13. Synchronization

Synchronization

In this section, you will learn what synchronization is, when to use it, and some different ways to use in in Java.

What is Synchronization?

As you saw in a previous section, it's possible for multiple threads to access shared state, such as a List or Map stored in the heap. It's also possible multiple threads could be accessing a shared resource, such as a file.

In the context of multi-threaded programming, synchronization is the process of limiting the number of threads that can access a shared resource at the same time.

Synchronization is actually a more general concept that covers more than just threads. For example you can limit concurrent access of multiple processes, or programs, to a file. In this lesson we will only be talking about threads.

When is Synchronization Needed?

You should think about synchronization whenever you have multiple threads accessing the same shared resource, such as a data structure or a file.

If all the threads are just reading the shared resource, that's usually okay without synchronization. This is sometimes called read-only access to the shared resource.
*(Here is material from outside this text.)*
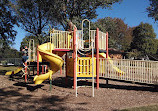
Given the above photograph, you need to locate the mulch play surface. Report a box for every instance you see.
[0,72,158,111]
On the other hand, if one or both of the threads is updating, or writing to, the shared resource, synchronization may be required!

Ways to Synchronize

Java has several built-in utilities to help you synchronize multi-threaded code. Here are two examples:

• Synchronized collection wrappers:

Map<String, Integer> votes = Collections.synchronizedMap(new HashMap<>());

• Data structures and tools in the java.util.concurrent package that are specifically designed for concurrent access:

Map<String, Integer> votes = new ConcurrentHashMap<>();

Synchronization Demo: Voting App

Code from the Demo

Single-Threaded Version

import java.util.*;
import java.util.concurrent.*;

public final class VotingApp {
  public static void main(String[] args) throws Exception {

    ExecutorService executor = Executors.newSingleThreadExecutor();

    Map<String, Integer> votes = new HashMap<>();

    List<Future<?>> futures = new ArrayList<>(10_000);
    for (int i = 0; i < 10_000; i++) {
      futures.add(
          executor.submit(() -> {
            votes.compute("Larry", (k, v) -> (v == null) ? 1 : v + 1);
          }));
    }
    for (Future<?> future : futures) {
      future.get();
    }
    executor.shutdown();

    System.out.println(votes);
  }
}

Multi-Threaded Version Using ConcurrentHashMap

import java.util.*;
import java.util.concurrent.*;

public final class VotingApp {
  public static void main(String[] args) throws Exception {

    ExecutorService executor = Executors.newFixedThreadPool(12);

    Map<String, Integer> votes = new ConcurrentHashMap<>();

    List<Future<?>> futures = new ArrayList<>(10_000);
    for (int i = 0; i < 10_000; i++) {
      futures.add(
          executor.submit(() -> {
            votes.compute("Larry", (k, v) -> (v == null) ? 1 : v + 1);
          }));
    }
    for (Future<?> future : futures) {
      future.get();
    }
    executor.shutdown();

    System.out.println(votes);
  }
}

Multi-Threaded Version Using Collections.synchronizedMap()

import java.util.*;
import java.util.concurrent.*;

public final class VotingApp {
  public static void main(String[] args) throws Exception {

    ExecutorService executor = Executors.newFixedThreadPool(12);

    Map<String, Integer> votes = Collections.synchronizedMap(new HashMap<>());

    List<Future<?>> futures = new ArrayList<>(10_000);
    for (int i = 0; i < 10_000; i++) {
      futures.add(
          executor.submit(() -> {
            votes.compute("Larry", (k, v) -> (v == null) ? 1 : v + 1);
          }));
    }
    for (Future<?> future : futures) {
      future.get();
    }
    executor.shutdown();

    System.out.println(votes);
  }
}

What are Atomic Operations?

An atomic operation is an operation that is executed as a single step, and cannot be split into smaller steps.

Atomicity is a really important concept in concurrent programming. If an operation is atomic, that means we don't have to worry about synchronizing it across different threads.

In the demo, you saw how ConcurrentHashMap.compute() is an atomic operation, but individually calling ConcurrentHashMap.get() and ConcurrentHashMap.put() is not atomic.